La crise du coronavirus a contribué au maintien des taux d'intérêt des prêts hypothécaires à un niveau particulièrement bas. Cette situation favorable ne concerne cependant que les personnes capables de financer elles-mêmes une partie de leur maison. En effet, tandis que davantage de fonds sont libérés pour maintenir les prêts, des règles plus strictes s'appliquent à ceux qui souhaitent financer l'achat d'une maison avec un prêt hypothécaire.

Le coronavirus a plongé notre pays dans une situation particulière ces derniers mois. Malgré les mesures prises pour protéger le pouvoir d'achat des ménages, bon nombre d’entre eux ont dû puiser dans leurs économies. Une étude de TopCompare indique ainsi qu’un Belge sur cinq a dû compter sur son épargne durant la crise. De nombreux candidats-acquéreurs ont ainsi reporté l'achat d’une maison. Les Belges retrouvent désormais le chemin du marché immobilier, alors que le pire semble derrière nous.

Malgré une diminution du nombre de transactions, le prix de l’immobilier continue de grimper dans notre pays. Le prix moyen des maisons en Belgique a augmenté de 1,9% par rapport à 2019. L’achat d’un appartement coûte quant à lui 5,9% plus cher qu’auparavant. La hausse des prix de l’immobilier devrait inciter davantage de Belges à contracter un prêt hypothécaire. Les banques centrales luttent activement pour maintenir les taux actuels. Au travers de toutes sortes de mesures, telles que le programme de rachat, elles font en sorte que l'argent continue à circuler dans l'économie réelle. Cela semble être une bonne nouvelle pour les emprunteurs, mais la réalité est plus nuancée.

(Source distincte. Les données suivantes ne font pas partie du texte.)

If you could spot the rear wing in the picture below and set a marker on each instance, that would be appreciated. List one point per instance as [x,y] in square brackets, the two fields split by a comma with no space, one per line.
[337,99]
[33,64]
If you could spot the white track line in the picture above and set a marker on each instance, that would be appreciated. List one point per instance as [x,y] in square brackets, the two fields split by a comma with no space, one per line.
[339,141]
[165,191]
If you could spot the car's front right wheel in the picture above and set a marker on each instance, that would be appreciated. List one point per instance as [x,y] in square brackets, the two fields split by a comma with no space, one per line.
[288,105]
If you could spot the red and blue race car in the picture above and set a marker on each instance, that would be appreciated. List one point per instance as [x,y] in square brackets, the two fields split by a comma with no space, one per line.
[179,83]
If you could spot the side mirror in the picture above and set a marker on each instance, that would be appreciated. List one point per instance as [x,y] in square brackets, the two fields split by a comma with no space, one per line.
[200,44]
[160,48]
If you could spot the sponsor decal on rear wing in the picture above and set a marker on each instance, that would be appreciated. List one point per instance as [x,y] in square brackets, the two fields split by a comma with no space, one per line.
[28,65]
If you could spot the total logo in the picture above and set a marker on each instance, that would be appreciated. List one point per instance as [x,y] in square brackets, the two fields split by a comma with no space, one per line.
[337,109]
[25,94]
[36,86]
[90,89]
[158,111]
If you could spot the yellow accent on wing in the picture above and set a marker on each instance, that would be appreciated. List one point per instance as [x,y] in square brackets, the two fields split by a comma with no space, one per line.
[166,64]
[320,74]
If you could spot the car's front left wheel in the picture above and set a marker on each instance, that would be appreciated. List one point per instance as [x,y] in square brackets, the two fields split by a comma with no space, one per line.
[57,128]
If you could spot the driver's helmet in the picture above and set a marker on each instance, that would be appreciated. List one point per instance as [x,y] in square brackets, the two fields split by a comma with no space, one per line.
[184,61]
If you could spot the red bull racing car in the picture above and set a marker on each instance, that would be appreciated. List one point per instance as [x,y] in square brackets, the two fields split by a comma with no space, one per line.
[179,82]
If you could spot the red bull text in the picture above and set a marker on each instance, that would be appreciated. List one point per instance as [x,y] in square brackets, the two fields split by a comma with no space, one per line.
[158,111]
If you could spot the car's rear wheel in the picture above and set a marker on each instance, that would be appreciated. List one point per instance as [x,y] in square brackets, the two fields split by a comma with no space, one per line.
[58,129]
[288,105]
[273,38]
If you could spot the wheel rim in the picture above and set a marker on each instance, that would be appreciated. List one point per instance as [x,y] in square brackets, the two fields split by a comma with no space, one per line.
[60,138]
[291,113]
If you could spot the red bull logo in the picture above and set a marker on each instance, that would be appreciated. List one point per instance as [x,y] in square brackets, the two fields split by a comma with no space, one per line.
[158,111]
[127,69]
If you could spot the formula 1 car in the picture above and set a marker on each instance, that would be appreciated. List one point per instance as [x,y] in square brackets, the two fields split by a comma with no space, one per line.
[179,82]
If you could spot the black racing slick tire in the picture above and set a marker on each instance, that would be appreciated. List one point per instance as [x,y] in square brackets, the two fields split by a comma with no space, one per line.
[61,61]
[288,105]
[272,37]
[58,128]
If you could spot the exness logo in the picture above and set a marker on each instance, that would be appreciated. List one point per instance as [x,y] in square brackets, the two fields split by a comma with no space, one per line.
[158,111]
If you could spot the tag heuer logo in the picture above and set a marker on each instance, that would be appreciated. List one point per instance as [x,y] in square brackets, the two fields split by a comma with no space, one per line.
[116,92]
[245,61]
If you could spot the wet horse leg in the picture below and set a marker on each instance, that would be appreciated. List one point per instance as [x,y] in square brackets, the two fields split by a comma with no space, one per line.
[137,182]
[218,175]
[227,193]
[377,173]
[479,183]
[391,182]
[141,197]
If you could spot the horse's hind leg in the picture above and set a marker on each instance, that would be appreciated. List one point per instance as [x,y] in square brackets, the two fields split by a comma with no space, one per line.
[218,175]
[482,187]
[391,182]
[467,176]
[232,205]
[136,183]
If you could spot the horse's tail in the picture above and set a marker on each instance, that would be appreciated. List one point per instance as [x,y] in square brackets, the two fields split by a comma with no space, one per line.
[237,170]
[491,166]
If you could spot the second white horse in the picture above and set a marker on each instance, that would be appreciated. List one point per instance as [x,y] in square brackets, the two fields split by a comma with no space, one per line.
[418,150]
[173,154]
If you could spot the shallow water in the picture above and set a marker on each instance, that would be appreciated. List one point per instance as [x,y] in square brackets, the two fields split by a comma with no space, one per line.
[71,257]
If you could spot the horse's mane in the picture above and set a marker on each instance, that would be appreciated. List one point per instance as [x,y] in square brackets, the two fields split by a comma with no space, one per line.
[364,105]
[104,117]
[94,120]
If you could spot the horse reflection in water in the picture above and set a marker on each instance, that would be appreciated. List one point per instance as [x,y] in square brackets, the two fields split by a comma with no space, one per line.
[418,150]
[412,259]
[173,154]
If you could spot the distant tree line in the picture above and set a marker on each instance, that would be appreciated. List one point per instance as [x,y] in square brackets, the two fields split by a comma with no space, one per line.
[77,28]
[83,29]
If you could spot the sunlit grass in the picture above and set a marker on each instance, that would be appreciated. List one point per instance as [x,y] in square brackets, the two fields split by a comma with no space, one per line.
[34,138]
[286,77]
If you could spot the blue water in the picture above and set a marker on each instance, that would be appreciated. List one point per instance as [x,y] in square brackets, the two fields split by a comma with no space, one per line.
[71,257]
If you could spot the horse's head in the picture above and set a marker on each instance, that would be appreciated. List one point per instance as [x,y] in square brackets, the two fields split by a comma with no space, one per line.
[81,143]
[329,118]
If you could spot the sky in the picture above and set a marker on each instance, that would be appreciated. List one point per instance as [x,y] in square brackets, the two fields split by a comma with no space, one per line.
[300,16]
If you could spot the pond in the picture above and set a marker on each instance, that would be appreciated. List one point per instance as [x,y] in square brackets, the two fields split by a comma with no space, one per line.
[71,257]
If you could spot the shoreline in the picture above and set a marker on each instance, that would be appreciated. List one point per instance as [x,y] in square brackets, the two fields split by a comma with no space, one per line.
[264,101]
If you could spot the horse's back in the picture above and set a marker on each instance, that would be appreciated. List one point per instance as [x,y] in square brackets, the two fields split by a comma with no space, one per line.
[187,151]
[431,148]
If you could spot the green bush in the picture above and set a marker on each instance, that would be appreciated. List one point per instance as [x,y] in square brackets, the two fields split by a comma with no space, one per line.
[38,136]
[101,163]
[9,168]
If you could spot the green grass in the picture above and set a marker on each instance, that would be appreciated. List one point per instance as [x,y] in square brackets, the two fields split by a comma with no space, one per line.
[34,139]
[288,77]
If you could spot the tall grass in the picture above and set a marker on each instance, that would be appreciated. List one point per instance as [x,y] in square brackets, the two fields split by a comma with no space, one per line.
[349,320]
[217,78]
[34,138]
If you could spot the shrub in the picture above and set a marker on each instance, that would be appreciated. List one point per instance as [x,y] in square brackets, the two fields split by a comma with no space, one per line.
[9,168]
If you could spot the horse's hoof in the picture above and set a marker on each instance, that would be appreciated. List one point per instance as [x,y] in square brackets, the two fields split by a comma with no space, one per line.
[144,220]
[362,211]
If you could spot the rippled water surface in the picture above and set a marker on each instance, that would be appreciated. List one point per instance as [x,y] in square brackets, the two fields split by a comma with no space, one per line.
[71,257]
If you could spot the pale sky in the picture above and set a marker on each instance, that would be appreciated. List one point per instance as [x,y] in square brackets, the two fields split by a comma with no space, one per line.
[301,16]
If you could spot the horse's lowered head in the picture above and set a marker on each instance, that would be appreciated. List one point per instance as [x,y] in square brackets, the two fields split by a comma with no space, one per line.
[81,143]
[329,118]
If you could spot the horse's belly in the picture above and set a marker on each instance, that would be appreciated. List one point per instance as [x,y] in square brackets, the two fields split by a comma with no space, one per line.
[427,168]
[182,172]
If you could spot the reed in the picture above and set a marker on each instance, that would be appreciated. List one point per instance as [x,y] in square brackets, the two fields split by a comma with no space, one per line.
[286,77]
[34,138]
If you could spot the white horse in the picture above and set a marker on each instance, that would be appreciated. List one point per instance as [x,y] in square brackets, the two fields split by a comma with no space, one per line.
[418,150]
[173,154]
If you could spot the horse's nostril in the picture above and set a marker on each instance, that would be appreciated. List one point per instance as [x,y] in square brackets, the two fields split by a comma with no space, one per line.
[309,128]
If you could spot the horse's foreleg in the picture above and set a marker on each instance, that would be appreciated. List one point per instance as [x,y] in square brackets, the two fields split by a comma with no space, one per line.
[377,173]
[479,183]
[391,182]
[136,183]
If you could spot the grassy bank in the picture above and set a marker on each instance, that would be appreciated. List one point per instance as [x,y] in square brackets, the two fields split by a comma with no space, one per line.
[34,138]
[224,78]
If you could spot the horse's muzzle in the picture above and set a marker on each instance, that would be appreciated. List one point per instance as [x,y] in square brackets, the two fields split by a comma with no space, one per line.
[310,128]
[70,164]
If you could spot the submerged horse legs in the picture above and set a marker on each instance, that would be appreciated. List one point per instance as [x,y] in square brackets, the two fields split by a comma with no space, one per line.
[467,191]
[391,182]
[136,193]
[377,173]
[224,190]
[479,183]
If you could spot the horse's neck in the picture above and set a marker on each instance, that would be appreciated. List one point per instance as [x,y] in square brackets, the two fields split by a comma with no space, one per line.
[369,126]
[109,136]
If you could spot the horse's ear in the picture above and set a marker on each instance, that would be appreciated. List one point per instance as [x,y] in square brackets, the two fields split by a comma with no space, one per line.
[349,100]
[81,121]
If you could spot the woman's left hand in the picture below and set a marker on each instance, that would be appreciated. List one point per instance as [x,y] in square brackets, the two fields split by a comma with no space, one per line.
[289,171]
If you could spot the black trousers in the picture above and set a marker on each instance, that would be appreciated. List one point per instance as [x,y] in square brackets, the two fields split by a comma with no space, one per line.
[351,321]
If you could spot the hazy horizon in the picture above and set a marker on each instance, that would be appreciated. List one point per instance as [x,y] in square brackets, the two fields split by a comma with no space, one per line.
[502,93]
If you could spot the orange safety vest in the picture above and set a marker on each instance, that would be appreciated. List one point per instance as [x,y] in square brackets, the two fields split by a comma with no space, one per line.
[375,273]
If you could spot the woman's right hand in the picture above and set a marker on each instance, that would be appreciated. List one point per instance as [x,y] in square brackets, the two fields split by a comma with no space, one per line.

En effet, tandis que le coronavirus contribue à maintenir les faibles taux d'intérêt, la Banque centrale européenne (BCE) a pris diverses mesures pour maintenir les taux d'intérêt bas. Ces mesures permettent aux entreprises et aux gouvernements d’emprunter à moindre coût. Au vu de la situation actuelle, en cas de hausse des taux d’intérêt, de nombreuses entreprises risquent de s’effondrer. Les nouvelles mesures de soutien monétaire de la BCE sont toutefois une aubaine pour ceux qui souhaitent contracter un prêt hypothécaire. Les taux hypothécaires sont en effet particulièrement bas en raison des mesures prises.

Des mesures sont également prises au niveau national pour maintenir le niveau des prêts. Ainsi, la Banque nationale de Belgique (BNB) a récemment annoncé sa volonté de libérer un coussin de fonds propres pour parer aux risques immobiliers. Ces 2,1 milliards d’euros devraient permettre de soulager les banques. La BNB avait déjà pris une mesure similaire au début de la crise du coronavirus. À cette époque, un coussin de fonds propres contracyclique

d’un montant de 1,1 milliard d'euros avait été libéré. L'objectif est que les banques utilisent le capital libéré pour constituer des provisions pour les pertes de crédit.

S’il semble que les emprunteurs puissent actuellement faire des affaires en or sur le marché des prêts hypothécaires, il y a un toutefois un revers à la médaille. La BNB continue en effet de faire pression sur les banques pour que les emprunteurs financent eux-mêmes une partie de leur maison. Elle recommande une quotité de 90 % (rapport entre le montant du prêt et la valeur de l’habitation). Cela signifie que l'emprunteur doit financer lui-même 10% du prix de son habitation. Ce financement vient s'ajouter aux autres frais qui s’appliquent lors de l'achat d'un logement, tels que les frais de notaire.

Cette situation crée ainsi un paradoxe sur le marché hypothécaire. En effet, toutes sortes de mesures sont prises afin de maintenir le niveau des crédits, mais celles-ci ne bénéficient qu’aux Belges capables de financer une partie de leur maison. Ceux qui souhaitent financer leur projet immobilier intégralement avec un prêt hypothécaire risquent bien de rester sur le carreau.